In a telephone interview from his home in Bamako, Koité concurs that "there are a lot of Malian musicians onstage around the world. It's not the same with other countries in Africa. In Mali, we have a lot of musical diversity, and diversity of ethnic groups. They have different music, different scales. We have good musicians from each ethnic group."

Having studied classical guitar at the National Institute of the Arts, Koité plays a nylon-string guitar, but with a pentatonic tuning emulating the traditional harp-like Malian instrument, the kamala n' goni. His background in music has been eclectic from his youth.

Koité is in touch with the past and the evolving present, having first experienced music of older relatives who were "griots" (musical storytellers in West African cultures). But he had open ears. "When I was young, I listened to rock music and jazz-rock. I listened to rock from England, America and Europe. My generation listened to a lot of music, including Latin American music."

The resulting mixture of styles within his music creates a pan-stylistic stew, and perhaps a more generally accessible and familiar sound to audiences.

But, he says, "I don't try to mix (styles). I use my experience, because I've used those musical styles for 20 years. I've played in clubs where people want a lot of different music. I draw on my experience of Malian music and all those other things."

A central point of 1999's "Mali to Memphis" project was to deal with the natural kinship of West African music and the blues of the deep South, which then evolved into various forms of jazz and rock through the 20th century.

"The common point with blues music and some bamada music is that we have a lot of string instrument players who sing and play alone, like the blues," says Koité. "The old bluesman plays his guitar alone. Sometimes, the scale is similar. We feel the same when we hear blues music. The people from the U.S. know blues music and when they hear West African music, they can hear the similarity. But people here don't usually know the meaning of blues."

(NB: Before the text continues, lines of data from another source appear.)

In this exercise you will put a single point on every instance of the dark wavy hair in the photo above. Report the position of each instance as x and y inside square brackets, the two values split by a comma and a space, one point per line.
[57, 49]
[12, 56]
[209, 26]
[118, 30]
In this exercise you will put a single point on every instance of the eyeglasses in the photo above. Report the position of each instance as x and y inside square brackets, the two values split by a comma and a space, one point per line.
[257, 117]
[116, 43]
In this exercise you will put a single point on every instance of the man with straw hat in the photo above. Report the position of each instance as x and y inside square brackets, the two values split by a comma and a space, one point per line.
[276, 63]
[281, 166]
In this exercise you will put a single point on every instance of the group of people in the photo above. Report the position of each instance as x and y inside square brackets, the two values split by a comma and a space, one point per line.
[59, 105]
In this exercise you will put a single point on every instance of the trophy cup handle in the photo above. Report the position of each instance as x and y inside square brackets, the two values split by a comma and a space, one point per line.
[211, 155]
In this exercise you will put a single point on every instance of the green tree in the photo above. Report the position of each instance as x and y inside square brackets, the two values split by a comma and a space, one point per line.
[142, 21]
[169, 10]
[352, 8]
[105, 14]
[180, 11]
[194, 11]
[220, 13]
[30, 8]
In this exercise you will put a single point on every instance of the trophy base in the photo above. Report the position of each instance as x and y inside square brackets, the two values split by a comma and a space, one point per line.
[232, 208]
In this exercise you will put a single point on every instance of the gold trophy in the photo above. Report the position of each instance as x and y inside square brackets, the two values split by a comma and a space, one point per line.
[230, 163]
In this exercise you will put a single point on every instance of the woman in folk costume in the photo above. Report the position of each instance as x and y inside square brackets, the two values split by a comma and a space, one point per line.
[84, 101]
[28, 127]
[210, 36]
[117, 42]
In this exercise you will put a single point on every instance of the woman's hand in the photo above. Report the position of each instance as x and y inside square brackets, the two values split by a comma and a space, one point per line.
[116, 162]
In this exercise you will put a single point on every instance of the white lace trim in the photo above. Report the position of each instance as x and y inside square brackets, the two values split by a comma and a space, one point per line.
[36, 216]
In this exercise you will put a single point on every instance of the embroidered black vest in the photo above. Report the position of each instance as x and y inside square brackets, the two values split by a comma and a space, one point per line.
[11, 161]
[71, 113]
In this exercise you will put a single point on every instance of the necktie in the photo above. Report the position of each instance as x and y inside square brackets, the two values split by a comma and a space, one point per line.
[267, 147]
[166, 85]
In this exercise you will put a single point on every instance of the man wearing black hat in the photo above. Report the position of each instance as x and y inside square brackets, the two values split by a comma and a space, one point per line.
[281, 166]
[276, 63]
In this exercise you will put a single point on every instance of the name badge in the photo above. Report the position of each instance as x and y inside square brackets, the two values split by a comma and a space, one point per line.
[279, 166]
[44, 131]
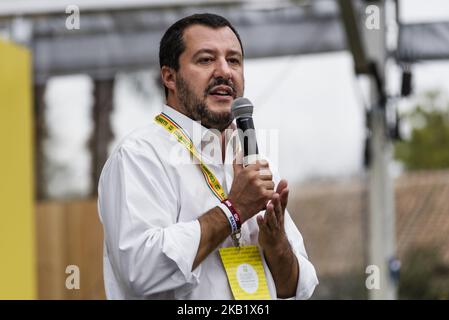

A more pragmatic, and tragic, roots system connecting West Africa and the blues was the institution of slavery, a forcible introduction of African culture to these shores.

"Slavery, when African people were taken to America, has to do with the origin of the blues," Koité says. "They didn't keep together people from the same village, because they don't want people to talk between them. We have a lot of ethnic languages. For this reason, they separated a lot of people from the same village. Sometimes, they would stay together and sing. What they connect with is the song."

Among the well-known American musicians who have warmed up to Koité's music have been Santa Barbara's own Jackson Browne and Bonnie Raitt. Raitt met him on his turf, on tour with Koité, and also had him perform on a track from her latest album, "Silver Lining."

"She came to Mali and we did a lot of touring together," Koité says. "We went to visit different counties, and went to Timbuktu, rode on camels and went on a small boat together. We played with a lot of musicians. When I came to California, she came onstage to play one song with me. She supports me. She is very cool."

The past five years have brought Koité increasingly high levels of visibility internationally, to the point where steady touring gets in the way of new studio projects. In other words, he has arrived on the world stage, and he continues to be awed and thankful for the sympathetic network of support in countless ports.

"I don't sing in the language of the people who come to watch my gigs around the world, and they like it," Koité says. "I don't know why, but the music is really free to touch everybody who wants to feel. People like it and they feel it. Thank God, because we have a lot of musicians in the world. To have the chance to have an audience everywhere in the world is good luck for me."